The Economist and other inquisitive media outlets have started to ask the long overdue question: What does paying $250k for a college education from a top tier school really get you…and is it worth it?   To set the stage, the economist did a great job of putting the cost of tuition into perspective:

“College fees have for decades risen faster than Americans’ ability to pay them. Median household income has grown by a factor of 6.5 in the past 40 years, but the cost of attending a state college has increased by a factor of 15 for in-state students and 24 for out-of-state students.
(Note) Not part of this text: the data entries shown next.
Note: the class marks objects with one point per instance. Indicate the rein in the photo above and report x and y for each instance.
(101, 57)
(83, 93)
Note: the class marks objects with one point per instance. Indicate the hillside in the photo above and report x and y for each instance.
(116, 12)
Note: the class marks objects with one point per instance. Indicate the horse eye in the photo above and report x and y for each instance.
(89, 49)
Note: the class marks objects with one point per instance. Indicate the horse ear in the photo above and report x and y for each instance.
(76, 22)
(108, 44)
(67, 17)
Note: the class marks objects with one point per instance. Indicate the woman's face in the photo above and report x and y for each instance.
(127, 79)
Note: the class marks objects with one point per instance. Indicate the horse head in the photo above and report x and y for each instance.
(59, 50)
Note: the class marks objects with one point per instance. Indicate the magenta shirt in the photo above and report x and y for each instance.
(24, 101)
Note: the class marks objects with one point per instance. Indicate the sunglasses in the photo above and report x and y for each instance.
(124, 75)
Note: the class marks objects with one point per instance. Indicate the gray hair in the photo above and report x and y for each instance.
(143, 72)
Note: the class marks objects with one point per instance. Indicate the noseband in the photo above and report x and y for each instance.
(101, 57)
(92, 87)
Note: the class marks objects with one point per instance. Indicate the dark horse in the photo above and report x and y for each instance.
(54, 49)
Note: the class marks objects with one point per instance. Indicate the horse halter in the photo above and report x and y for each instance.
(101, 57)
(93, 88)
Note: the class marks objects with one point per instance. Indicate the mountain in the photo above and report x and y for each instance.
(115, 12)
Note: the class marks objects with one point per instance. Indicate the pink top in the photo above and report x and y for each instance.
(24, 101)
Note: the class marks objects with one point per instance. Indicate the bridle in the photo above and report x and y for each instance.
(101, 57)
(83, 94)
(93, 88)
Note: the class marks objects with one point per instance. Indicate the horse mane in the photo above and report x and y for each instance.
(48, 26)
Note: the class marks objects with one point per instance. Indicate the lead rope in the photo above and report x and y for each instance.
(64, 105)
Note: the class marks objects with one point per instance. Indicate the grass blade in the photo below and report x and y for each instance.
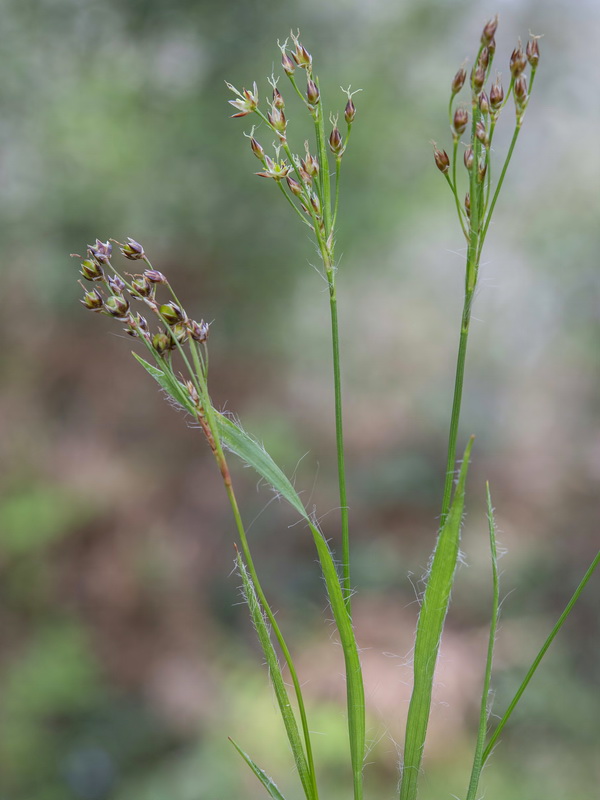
(283, 700)
(262, 776)
(536, 662)
(429, 631)
(484, 712)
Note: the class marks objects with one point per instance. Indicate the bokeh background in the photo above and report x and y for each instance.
(126, 658)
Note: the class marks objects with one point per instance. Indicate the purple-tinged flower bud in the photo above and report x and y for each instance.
(91, 270)
(257, 149)
(518, 61)
(335, 141)
(458, 80)
(154, 276)
(481, 133)
(489, 30)
(133, 250)
(100, 251)
(117, 306)
(312, 92)
(116, 284)
(171, 313)
(469, 157)
(484, 58)
(349, 112)
(442, 161)
(161, 343)
(461, 120)
(287, 63)
(477, 78)
(496, 95)
(532, 51)
(199, 330)
(294, 186)
(141, 286)
(93, 300)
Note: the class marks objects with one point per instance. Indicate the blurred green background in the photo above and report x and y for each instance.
(126, 659)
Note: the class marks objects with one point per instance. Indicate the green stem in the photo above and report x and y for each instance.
(538, 658)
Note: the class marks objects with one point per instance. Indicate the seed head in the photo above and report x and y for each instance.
(171, 313)
(93, 300)
(496, 95)
(117, 306)
(335, 141)
(349, 112)
(458, 80)
(154, 276)
(461, 120)
(312, 92)
(442, 161)
(91, 270)
(468, 157)
(489, 30)
(532, 51)
(133, 250)
(518, 61)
The cost of attending a private college has increased by a factor of more than 13 (a year in the Ivy League will set you back $38,000, excluding bed and board). Academic inflation makes medical inflation look modest by comparison.”

For most Americans, the cost of their child’s education will be their second largest financial outlay after purchasing a house. For those students who have to pay for their education without help, they can join the ranks of those with an average cumulative debt of $27,800 when graduating from college.
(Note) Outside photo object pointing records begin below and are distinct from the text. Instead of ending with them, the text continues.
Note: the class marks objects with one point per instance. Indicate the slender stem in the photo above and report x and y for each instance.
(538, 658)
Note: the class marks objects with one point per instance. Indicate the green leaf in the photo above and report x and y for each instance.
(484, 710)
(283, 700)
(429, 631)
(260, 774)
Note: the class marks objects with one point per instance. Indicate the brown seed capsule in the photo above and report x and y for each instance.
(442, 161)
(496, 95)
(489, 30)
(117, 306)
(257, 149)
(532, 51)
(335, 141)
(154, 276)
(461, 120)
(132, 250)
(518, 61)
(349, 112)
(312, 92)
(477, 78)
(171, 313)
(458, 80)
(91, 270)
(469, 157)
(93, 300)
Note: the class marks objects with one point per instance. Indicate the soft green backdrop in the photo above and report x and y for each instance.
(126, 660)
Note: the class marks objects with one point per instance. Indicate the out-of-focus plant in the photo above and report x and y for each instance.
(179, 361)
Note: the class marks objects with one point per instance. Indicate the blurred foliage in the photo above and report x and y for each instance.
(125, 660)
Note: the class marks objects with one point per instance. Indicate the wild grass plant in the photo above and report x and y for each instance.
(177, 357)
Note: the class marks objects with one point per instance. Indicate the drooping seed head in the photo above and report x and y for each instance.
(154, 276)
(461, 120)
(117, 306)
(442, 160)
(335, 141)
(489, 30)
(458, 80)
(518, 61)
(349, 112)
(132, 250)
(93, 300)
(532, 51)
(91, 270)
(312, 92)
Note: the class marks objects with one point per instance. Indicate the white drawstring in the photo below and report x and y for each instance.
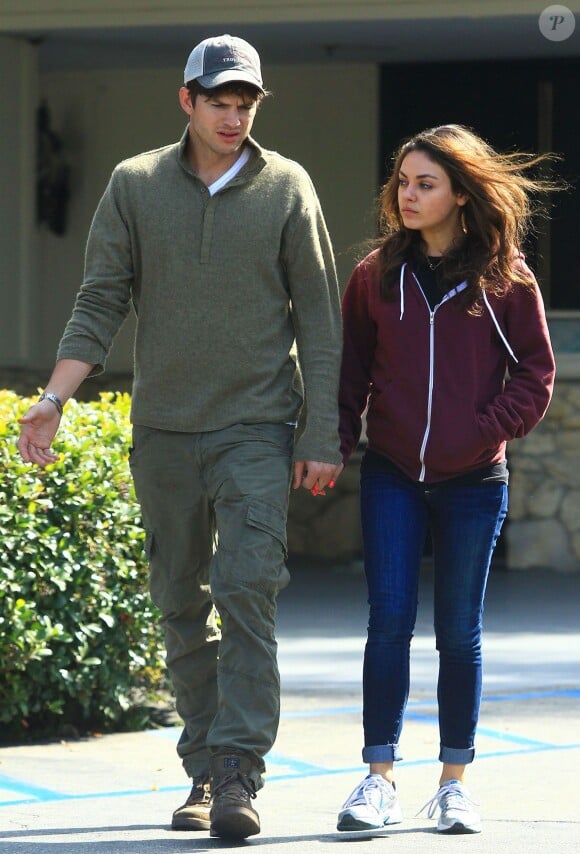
(498, 327)
(402, 290)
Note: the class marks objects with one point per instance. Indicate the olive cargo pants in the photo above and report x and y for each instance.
(214, 507)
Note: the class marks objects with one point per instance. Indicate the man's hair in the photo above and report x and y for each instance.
(235, 87)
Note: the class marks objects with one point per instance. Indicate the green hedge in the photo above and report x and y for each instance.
(80, 644)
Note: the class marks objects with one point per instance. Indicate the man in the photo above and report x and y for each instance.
(222, 250)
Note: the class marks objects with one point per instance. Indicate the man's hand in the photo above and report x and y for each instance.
(313, 475)
(39, 426)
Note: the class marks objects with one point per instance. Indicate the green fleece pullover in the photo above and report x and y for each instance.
(223, 287)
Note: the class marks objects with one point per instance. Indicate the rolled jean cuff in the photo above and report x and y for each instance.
(381, 753)
(456, 755)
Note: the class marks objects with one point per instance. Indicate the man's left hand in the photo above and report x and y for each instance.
(313, 475)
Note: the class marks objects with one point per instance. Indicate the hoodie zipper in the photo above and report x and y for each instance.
(432, 312)
(430, 392)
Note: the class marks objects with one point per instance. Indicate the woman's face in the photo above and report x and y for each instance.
(427, 203)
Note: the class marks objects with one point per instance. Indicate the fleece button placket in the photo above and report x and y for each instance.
(207, 227)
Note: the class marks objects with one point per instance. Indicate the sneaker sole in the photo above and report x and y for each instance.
(352, 824)
(458, 828)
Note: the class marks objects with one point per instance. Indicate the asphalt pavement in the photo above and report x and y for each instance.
(115, 794)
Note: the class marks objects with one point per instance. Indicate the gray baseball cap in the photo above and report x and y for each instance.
(223, 59)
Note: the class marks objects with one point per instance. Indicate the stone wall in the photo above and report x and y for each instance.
(543, 527)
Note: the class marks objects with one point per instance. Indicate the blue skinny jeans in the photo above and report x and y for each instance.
(465, 522)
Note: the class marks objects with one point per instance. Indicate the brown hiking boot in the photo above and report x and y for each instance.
(194, 814)
(232, 790)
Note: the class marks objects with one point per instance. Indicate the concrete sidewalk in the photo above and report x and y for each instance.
(116, 793)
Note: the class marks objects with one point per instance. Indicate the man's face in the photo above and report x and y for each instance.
(220, 123)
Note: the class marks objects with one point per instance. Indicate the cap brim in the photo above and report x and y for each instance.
(210, 81)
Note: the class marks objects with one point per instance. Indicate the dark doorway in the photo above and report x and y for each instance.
(530, 106)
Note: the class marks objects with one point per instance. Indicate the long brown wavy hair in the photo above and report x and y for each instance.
(502, 201)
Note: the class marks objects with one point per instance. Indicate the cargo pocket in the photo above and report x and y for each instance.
(269, 519)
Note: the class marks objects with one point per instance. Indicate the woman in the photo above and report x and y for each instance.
(434, 320)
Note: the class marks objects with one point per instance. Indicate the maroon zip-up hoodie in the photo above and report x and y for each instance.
(439, 405)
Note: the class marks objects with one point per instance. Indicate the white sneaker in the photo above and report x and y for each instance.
(457, 810)
(372, 805)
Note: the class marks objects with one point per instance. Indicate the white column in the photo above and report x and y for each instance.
(18, 101)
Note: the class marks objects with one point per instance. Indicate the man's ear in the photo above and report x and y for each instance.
(185, 100)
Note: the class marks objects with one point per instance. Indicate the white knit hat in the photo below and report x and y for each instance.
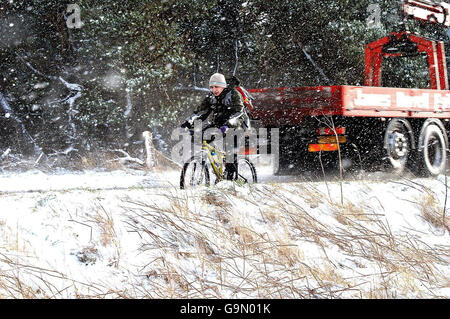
(218, 79)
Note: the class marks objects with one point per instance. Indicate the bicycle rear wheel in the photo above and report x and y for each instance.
(246, 172)
(194, 173)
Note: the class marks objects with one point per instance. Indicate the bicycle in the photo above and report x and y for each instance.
(195, 171)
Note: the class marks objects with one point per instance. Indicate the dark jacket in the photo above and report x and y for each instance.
(226, 109)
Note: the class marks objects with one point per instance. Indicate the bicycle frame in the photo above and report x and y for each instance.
(216, 158)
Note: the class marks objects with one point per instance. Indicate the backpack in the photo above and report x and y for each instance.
(233, 82)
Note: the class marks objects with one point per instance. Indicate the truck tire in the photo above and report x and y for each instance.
(433, 145)
(398, 145)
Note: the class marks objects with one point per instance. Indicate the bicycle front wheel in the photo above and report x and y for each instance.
(246, 172)
(194, 173)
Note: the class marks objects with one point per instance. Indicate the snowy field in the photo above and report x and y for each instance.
(134, 234)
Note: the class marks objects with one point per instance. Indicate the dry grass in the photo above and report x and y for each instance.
(269, 241)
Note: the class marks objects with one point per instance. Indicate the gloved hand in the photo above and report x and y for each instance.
(224, 128)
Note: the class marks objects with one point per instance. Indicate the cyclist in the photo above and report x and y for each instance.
(224, 107)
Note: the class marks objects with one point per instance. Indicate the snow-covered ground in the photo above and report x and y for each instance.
(135, 234)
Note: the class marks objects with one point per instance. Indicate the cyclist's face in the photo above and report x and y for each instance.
(216, 90)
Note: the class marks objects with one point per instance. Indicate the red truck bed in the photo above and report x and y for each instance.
(288, 105)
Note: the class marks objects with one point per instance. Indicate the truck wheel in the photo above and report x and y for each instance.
(432, 149)
(398, 145)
All booms come to an end and I think the ballooning of college costs will find its apex on the supply/demand curve.  When unemployment is at 10% it might seem like a gift that only 8% of college graduates under age 25 are unemployed.  That gift dissolves when compared to the 3.7% unemployment rate for college grads under 25 in April of 2007.  College grads are still better off than the sub-25 year olds without a college education; they are are currently suffering from a 24.5% unemployment rate, up from 11.4% in 2007.  The young and unemployed portends for an eerie future similar to Japan’s lost generation of youth.
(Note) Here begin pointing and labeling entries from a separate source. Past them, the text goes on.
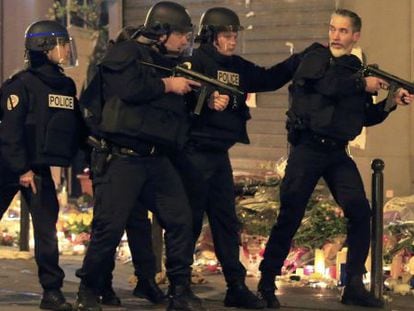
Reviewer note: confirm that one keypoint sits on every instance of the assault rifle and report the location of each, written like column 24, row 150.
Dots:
column 206, row 82
column 394, row 82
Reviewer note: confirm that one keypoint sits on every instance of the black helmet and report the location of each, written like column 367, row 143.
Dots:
column 215, row 20
column 165, row 17
column 44, row 35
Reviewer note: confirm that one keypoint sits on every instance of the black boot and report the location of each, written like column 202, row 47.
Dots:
column 182, row 298
column 109, row 297
column 266, row 291
column 54, row 300
column 355, row 293
column 87, row 300
column 239, row 296
column 148, row 289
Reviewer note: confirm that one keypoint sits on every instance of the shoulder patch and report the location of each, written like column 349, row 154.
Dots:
column 187, row 65
column 12, row 101
column 61, row 101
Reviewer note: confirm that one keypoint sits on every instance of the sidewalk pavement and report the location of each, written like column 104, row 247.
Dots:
column 20, row 290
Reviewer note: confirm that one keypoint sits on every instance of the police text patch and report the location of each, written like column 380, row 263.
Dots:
column 61, row 101
column 228, row 77
column 12, row 101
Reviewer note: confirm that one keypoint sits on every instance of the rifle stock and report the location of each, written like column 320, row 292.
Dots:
column 373, row 70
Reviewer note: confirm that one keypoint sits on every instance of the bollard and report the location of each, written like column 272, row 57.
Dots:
column 24, row 225
column 377, row 166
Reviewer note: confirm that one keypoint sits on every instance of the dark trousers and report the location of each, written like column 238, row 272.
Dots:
column 44, row 209
column 208, row 179
column 139, row 233
column 306, row 164
column 128, row 181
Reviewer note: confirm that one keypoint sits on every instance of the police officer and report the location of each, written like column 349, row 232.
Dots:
column 205, row 166
column 39, row 129
column 139, row 233
column 331, row 101
column 144, row 114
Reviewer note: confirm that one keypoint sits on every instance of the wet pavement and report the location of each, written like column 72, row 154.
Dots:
column 20, row 291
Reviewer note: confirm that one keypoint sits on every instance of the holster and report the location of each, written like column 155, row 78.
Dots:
column 100, row 156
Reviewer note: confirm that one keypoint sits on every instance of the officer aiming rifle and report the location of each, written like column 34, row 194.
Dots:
column 206, row 83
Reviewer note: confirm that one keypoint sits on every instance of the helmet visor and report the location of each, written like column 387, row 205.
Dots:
column 180, row 43
column 65, row 53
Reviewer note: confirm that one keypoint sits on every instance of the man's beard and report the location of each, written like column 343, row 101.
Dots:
column 338, row 52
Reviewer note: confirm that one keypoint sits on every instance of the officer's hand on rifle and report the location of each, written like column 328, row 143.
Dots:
column 218, row 101
column 374, row 84
column 179, row 85
column 403, row 97
column 27, row 180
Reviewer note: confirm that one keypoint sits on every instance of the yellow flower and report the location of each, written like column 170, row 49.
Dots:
column 87, row 219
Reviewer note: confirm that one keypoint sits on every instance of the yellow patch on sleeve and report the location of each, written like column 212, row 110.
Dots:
column 12, row 101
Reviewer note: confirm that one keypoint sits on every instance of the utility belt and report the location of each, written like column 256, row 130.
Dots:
column 322, row 141
column 102, row 145
column 103, row 151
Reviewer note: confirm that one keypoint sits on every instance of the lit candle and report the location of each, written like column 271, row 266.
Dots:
column 300, row 272
column 319, row 261
column 396, row 266
column 340, row 259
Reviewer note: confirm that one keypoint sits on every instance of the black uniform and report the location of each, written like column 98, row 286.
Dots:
column 138, row 121
column 329, row 108
column 39, row 129
column 205, row 165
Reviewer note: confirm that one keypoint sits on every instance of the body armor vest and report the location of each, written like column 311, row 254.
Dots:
column 52, row 124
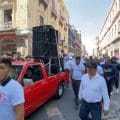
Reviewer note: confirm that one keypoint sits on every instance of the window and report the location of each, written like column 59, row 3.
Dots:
column 41, row 20
column 115, row 31
column 8, row 15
Just as houses became too expensive for consumers, educations are becoming too expensive for students.  While it is arguable true that debt from an education is less destructive than debt from consumption, there is a level where the cost/benefit analysis falls apart.  This becomes especially true in an age where education has become democratized for those with enough desire and self-discipline.  Want to learn how to program?  Why not learn from MIT for free.

Posted in Economics, Markets.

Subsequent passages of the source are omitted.